August 6, 2018 By Sreeni Pamidala 5 min read

IBM Cloud and the implementation of a Big Data platform

Setting up a Big Data platform on-premise often requires a significant infrastructure investment to support data ingestion, processing, enrichment, storage, and analytics. Enterprises looking to migrate their applications and Big Data platforms to the cloud (to leverage its agility and scalability and move from a significant capex investment to a paygo model) should consider setting up a Big Data platform on IBM Cloud.

Businesses can reap the benefits of Big Data as a service solution on the cloud by leveraging IBM Message Hub (managed Kafka), IBM Streaming Analytics, IBM Analytics Engine (built on open-source Apache Hadoop and Apache Spark), and IBM Cloud Object Storage. Deploying a cloud solution provides flexibility and ease of use without the headaches of setup or high maintenance costs. Furthermore, data scientists can start providing value right away by accessing and analyzing data sets directly from Cloud Object Storage with IBM Data Science Experience.

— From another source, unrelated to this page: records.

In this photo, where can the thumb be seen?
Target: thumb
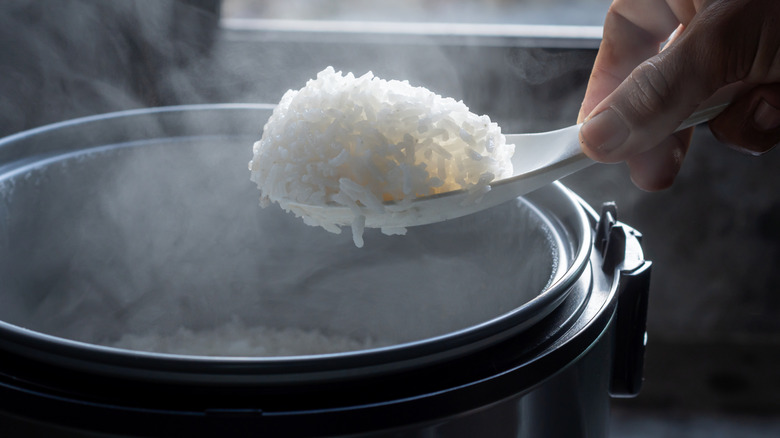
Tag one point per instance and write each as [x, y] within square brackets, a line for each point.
[651, 102]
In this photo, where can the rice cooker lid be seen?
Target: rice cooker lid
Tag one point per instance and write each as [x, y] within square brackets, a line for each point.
[567, 222]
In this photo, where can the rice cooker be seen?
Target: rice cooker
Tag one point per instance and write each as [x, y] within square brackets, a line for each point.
[518, 321]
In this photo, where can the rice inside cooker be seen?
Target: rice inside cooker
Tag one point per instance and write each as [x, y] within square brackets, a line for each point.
[235, 338]
[361, 142]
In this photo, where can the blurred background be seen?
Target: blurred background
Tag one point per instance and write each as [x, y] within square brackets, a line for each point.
[714, 319]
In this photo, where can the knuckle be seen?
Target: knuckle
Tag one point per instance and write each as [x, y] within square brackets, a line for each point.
[650, 92]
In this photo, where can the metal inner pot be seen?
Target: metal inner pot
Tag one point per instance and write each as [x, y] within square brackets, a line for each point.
[145, 223]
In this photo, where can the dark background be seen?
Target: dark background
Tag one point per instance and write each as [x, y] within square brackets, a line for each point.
[714, 321]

Helping a mid-size company migrate to the cloud

A few months ago, the IBM Cloud Garage partnered with a mid-size company to assess and transform their entire application portfolio with the cloud. At the end of our initial assessment, we provided a transformation vision and implementation plan based on the IBM Cloud Garage Method. We also provided a target cloud architecture, implemented squad models, and created an actionable plan to divide projects into multiple Minimal Viable Products with a strangler pattern to modernize and migrate their applications to cloud.

In this article, I share insights from this engagement and target architecture components to help guide the implementation of a Big Data platform on the cloud for others.

Based on this engagement and several others, here are a few key requirements for establishing a secure cloud platform:

  • Having flexibility to scale up and down the infrastructure

  • Establishing a simplified and consolidated technology stack

  • Using cloud-native technologies

  • Ensuring governance is part of the technology stack

  • Using continuous delivery

  • Reducing IT costs

  • Minimizing vendor lock-in technology choices

Motivation to move Big Data stack to the cloud

While many companies today seek to harness Big Data to cultivate new business insights, this mid-size company’s use of Big Data is integral to their core mission and is baked into many of their business decisions. Big Data powers their innovation in customer service by anticipating what customers like and how they will interact. They then learn from these interactions to improve future experiences.

Their current Big Data platform was adequate but fairly expensive to maintain. It was also lagging behind current software and hardware technologies due to multiple acquisitions and several integrations. Their platform direly needed a technology stack upgrade and an update to processes. An update would enable faster innovation, provide data governance, reduce maintenance costs, and, most importantly, create a single source of truth to resolve data inconsistencies—inevitably increasing their technology’s business value.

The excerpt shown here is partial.